I have purchased 2 different meat injectors. Both had small holes in the needle to disperse the marinade. I want to inject a turkey using a coarse grind pepper and need a model with a hole large enough for the pepper to go through. I know this is a silly question but I'm hoping someone can recommend one. I'm tired of buying mail order and not getting what I'm looking for. Thanks, Karen


----------



## fishwrestler (May 29, 2011)

Give this one a look.
[h1]Bayou Classic 5011 2-Ounce Stainless-Steel Seasoning Injector with Marinade Needles[/h1]
It might meet your needs one of the needles is single opening syringe. Just might be what you are looking for.

Good Luck

Robert


----------



## nocents49 (Mar 21, 2012)

This injector will allow injection of ground pepper and spices in solution.

www.bbqinjector.com

I hope this is helpful


----------



## boykjo (Mar 21, 2012)

I got this one for Christmas.....haven't used it yet but the pepper would definitely go through the open needle attachment

http://www.cabelas.com/product/Dial...eat+injector&WTz_l=Header;Search-All+Products

Good luck and happy smoking

Joe


----------



## frosty (Mar 22, 2012)

You might consider straining the marinade as well.  That would minimize the clogging and you would still get the flavor. Good luck!


----------



## scarbelly (Mar 22, 2012)

boykjo said:


> I got this one for Christmas.....haven't used it yet but the pepper would definitely go through the open needle attachment
> 
> http://www.cabelas.com/product/Dial...eat+injector&WTz_l=Header;Search-All+Products
> 
> ...


Mine is similar to this one and pepper does go thru it


----------



## luv2q (Mar 22, 2012)

The Cabela's injector (I believe) is made by SpitJack.
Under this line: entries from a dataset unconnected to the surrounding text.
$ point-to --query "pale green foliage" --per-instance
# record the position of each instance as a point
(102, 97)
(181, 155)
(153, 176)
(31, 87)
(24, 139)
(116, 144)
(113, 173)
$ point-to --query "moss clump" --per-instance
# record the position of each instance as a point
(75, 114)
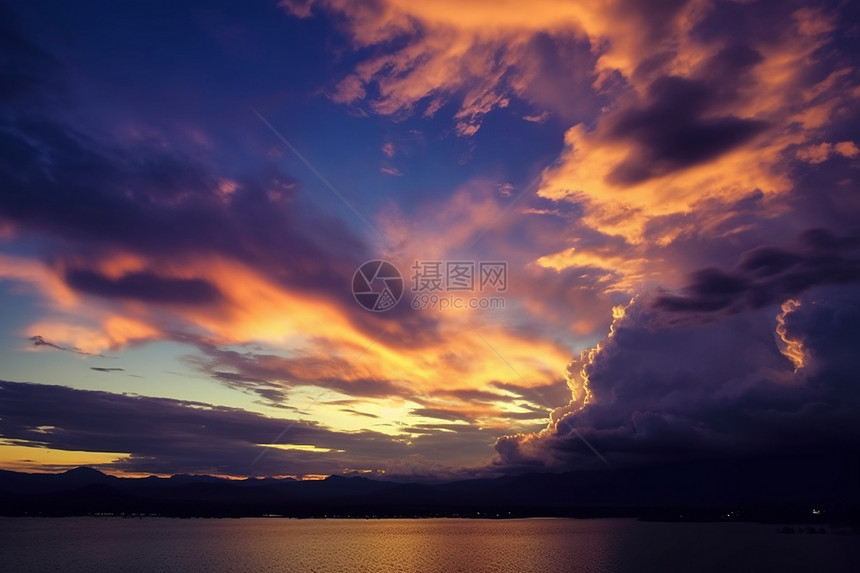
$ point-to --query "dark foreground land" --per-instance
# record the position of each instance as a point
(805, 490)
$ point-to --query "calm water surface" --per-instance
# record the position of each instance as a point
(426, 545)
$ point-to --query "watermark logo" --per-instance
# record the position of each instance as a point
(377, 286)
(436, 285)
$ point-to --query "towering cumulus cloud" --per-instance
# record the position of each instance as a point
(672, 184)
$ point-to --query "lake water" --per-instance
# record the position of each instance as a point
(89, 544)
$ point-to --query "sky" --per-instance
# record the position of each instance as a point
(615, 232)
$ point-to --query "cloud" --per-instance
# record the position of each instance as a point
(770, 380)
(170, 436)
(767, 275)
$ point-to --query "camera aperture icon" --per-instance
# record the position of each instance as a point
(377, 285)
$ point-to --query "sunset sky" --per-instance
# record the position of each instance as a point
(188, 189)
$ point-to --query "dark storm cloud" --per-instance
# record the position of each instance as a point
(144, 286)
(677, 391)
(767, 275)
(672, 131)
Here's the link:

http://spitjack.com/product/MAGNUM.html

Click on the image of the Magnum inside the zippered case or click on the "Accessories" tab and you'll see the different needles that you can put on the end of the injector. The "Extra Wide" is a HUGE needle. I don't think you'll have any problems putting any marinade through that one. As for the gun itself, it's a thing of beauty to work with.
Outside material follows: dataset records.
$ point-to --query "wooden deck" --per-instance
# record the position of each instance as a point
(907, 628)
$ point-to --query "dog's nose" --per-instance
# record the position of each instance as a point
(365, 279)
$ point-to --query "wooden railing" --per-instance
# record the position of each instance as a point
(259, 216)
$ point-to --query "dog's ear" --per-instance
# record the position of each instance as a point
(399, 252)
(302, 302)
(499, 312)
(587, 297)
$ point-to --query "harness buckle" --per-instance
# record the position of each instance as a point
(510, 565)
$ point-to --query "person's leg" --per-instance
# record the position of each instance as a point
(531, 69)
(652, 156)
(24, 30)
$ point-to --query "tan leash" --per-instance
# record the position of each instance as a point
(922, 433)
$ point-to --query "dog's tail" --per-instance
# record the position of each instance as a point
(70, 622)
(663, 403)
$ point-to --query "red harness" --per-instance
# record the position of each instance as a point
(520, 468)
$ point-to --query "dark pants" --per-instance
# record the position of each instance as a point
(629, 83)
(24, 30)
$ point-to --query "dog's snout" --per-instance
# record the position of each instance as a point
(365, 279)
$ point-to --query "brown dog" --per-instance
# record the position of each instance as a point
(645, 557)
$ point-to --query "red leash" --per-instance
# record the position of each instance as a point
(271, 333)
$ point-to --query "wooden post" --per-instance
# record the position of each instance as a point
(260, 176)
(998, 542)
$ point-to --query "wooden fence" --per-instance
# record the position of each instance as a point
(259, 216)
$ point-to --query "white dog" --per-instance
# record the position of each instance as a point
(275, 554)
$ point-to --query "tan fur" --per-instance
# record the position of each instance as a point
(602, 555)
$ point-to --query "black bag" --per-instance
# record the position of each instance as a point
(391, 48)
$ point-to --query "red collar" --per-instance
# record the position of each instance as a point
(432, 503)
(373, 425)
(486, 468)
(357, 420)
All the best with whatever you decide!


----------



## shoneyboy (Mar 22, 2012)

This may be a stupid thought, but why not grind the black pepper finer???? I’m experimenting with a new batch of BBB, after problems with my last one… and one thing I’m doing different this time is, I ground all of the seasonings to a powder with my coffee grinder. It may not make a difference, but again my stupid logic is, the finer the seasonings, the easier it will dilute into the mixture and hopefully the easier it will be absorbed into the meat......Just a thought…..ShoneyBoy


----------